Friday, June 1, 2012

Auschwitz Survivor's Family Must Give Back Gold Tablet to German Museum

 picture taken in January 1945 depicts Auschwitz concentration camp gate and railways after its liberation by Soviet troops.

NEW YORK - Usually, it’s Holocaust victims suing to get their stuff back from Germany; this time, it’s the other way around.


There’s been speculation that sometime in the 1940s, Holocaust survivor Riven Flamenbaum may have swapped a pack of smokes for a gold tablet no bigger than a Post-it note, which he kept until his death.

But however Flamenbaum got the priceless treasure, a New York court has ruled it belongs to a German museum and must be given back.
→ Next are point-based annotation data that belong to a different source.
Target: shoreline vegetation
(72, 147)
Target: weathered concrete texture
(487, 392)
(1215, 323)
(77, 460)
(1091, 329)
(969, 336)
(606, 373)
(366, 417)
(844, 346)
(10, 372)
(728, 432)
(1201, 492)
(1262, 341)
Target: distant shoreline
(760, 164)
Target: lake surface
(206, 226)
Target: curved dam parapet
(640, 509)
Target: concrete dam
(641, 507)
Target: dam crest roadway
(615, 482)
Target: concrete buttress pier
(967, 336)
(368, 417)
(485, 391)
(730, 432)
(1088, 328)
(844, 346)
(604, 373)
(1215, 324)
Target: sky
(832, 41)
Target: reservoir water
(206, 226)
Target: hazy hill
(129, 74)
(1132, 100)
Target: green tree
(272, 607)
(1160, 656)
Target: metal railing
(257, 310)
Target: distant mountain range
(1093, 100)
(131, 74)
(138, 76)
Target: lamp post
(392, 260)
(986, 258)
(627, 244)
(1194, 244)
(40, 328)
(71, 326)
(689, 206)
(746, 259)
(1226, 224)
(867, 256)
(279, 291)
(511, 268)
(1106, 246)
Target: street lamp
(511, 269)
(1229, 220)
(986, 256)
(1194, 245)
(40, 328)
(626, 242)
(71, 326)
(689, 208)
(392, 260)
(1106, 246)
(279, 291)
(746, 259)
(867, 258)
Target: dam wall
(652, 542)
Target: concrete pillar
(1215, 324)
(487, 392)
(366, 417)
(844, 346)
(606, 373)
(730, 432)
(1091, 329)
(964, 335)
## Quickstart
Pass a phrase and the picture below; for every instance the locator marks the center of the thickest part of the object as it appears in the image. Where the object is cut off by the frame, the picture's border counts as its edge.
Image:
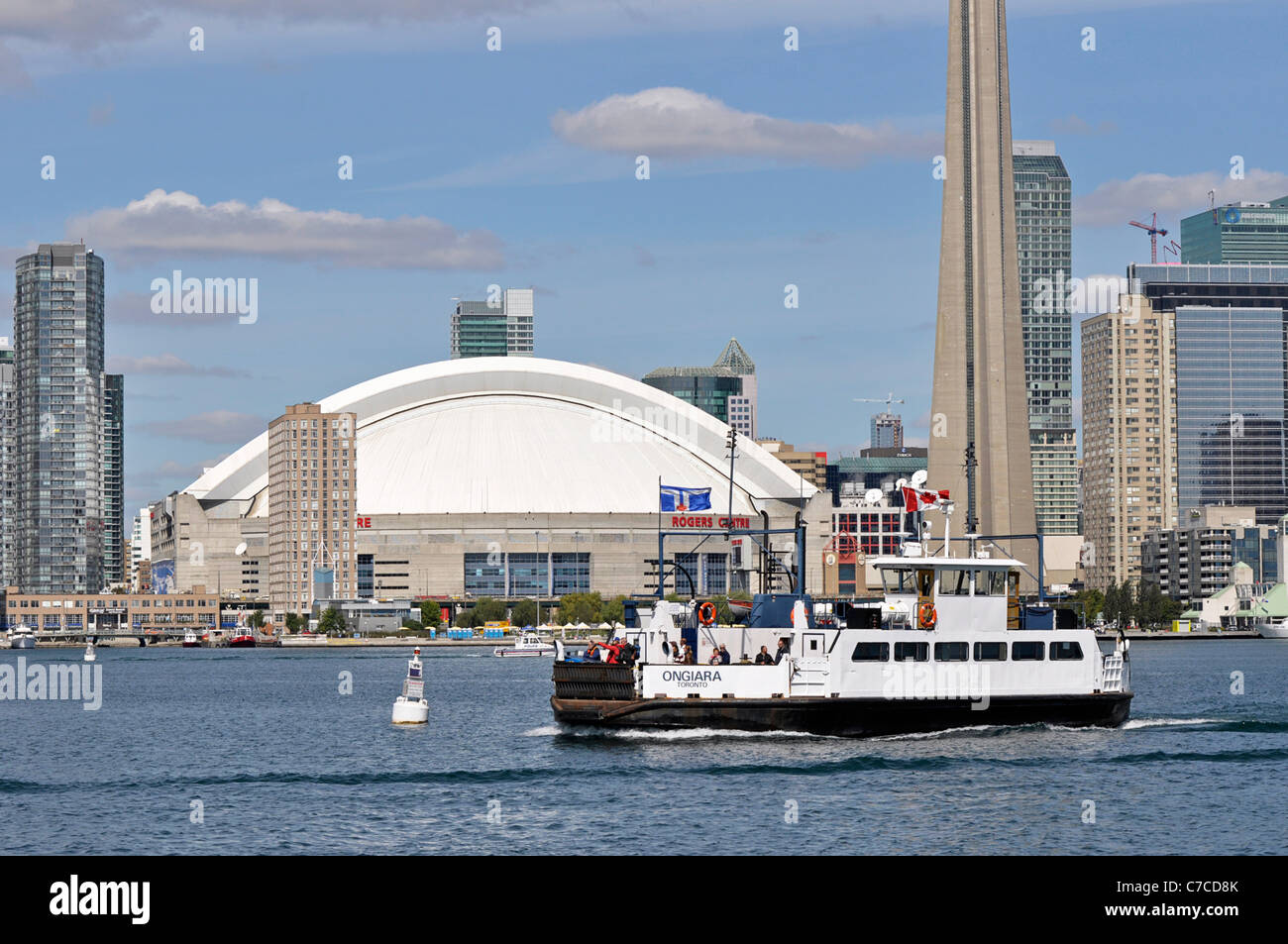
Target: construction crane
(889, 398)
(1154, 232)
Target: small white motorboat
(411, 706)
(527, 644)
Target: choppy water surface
(282, 763)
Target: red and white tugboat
(949, 647)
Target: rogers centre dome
(496, 475)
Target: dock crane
(1154, 232)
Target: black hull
(846, 717)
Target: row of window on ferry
(1026, 651)
(952, 582)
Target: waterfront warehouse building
(513, 478)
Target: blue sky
(518, 167)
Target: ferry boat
(948, 647)
(411, 707)
(527, 644)
(22, 638)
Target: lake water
(274, 759)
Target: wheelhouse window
(953, 582)
(911, 652)
(871, 652)
(897, 579)
(1065, 651)
(952, 652)
(1030, 652)
(991, 583)
(991, 652)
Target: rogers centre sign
(708, 522)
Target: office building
(141, 550)
(312, 507)
(887, 432)
(1183, 404)
(114, 480)
(1043, 226)
(58, 338)
(1243, 232)
(1194, 561)
(8, 468)
(810, 467)
(726, 389)
(979, 445)
(851, 476)
(500, 326)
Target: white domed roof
(494, 436)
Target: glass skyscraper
(58, 340)
(1236, 233)
(8, 472)
(1231, 385)
(114, 479)
(1043, 227)
(493, 329)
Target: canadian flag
(914, 500)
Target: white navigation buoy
(411, 706)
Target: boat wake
(666, 733)
(1134, 723)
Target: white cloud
(684, 124)
(218, 426)
(167, 365)
(1115, 202)
(166, 226)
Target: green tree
(524, 613)
(331, 623)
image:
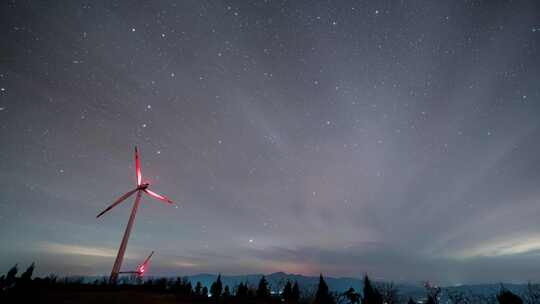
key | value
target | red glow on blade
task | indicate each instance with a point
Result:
(158, 196)
(138, 167)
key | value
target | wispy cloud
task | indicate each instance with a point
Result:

The Flamenbaum family intends to appeal the decision by the state appellate court in Brooklyn, a lawyer for the family said Friday.
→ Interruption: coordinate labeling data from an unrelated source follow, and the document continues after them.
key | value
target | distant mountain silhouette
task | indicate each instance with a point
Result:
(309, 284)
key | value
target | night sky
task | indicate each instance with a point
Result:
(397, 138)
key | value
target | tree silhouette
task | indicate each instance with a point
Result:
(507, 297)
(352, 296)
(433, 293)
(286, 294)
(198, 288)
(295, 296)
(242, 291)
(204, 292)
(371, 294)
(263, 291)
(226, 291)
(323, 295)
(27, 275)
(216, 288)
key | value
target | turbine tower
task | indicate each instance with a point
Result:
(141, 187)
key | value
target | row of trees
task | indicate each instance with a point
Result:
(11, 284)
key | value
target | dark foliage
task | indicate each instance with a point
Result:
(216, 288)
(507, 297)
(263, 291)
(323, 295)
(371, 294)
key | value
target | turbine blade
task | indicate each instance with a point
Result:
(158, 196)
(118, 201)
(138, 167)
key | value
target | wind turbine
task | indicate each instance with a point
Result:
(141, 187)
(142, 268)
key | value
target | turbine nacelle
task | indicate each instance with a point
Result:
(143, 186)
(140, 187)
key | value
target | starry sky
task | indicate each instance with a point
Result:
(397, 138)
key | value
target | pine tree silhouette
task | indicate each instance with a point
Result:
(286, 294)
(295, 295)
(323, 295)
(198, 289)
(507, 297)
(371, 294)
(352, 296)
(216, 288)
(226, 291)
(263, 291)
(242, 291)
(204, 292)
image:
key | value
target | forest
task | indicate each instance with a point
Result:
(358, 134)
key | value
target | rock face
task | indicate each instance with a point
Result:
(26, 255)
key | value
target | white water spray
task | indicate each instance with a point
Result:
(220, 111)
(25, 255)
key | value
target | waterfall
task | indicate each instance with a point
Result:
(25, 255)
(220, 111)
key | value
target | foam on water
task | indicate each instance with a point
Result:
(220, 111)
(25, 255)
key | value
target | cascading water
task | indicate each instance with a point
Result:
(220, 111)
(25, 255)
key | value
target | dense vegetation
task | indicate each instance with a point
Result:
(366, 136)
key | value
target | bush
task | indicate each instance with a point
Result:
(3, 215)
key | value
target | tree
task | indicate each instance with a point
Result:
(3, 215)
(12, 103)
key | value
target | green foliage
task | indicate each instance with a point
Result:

“We’re extremely disappointed,” said attorney Seth Presser. “We believe it a terribly inequitable decision.”

The appeals court ruling issued earlier this week reversed a 2010 decision by a Nassau County Surrogate Court judge who found that the Vorderasiatisches Museum in Berlin had taken too long to claim an ancient artifact so rare that lawyers say it defies valuation.

The reversal was “based on a simple proposition: Stolen stuff goes back,” Raymond Dowd, the museum’s attorney, said Friday. “This is a victory for all museums around the world.”

According to museum records and other documents, a team of German archaeologists discovered the tablet in 1913 in an area of Iraq that was part of Ottoman Empire. They say the piece—described as “the equivalent of a modern-day construction document”—dates to the 13th Century.

The tablet was on display from 1934 until the start of World War II, when it was placed in storage. At the end of the war, it was discovered missing.

The museum director has testified that Russian troops looted the museum. And family folklore suggests that once Flamenbaum was liberated from Auschwitz, he ran into a Russian general who made the artifact-for-cigarettes trade, Presser said.

“But the point is, we don’t know,” the lawyer said. “The only man who knows what happened here is dead.”

What’s certain is that Flamenbaum arrived in the United States in 1949 with the tablet among his few possessions. When he died on Long Island in 2003 at age 92, he left it to his three children.

With Flamenbaum’s estate still in flux in 2006, the museum sued for return of the artifact, claiming theft. But the surrogate court rejected the claim, citing the museum’s “inexplicable failure” for decades to report the tablet as stolen or missing, even after it learned in 1954 that it was briefly in the hands of a New York dealer.

The appeals court disagreed, saying the museum “established that it had legal title and superior right of the possession to the tablet.”

The tablet will remain in a safe-deposit box until the legal battle is resolved.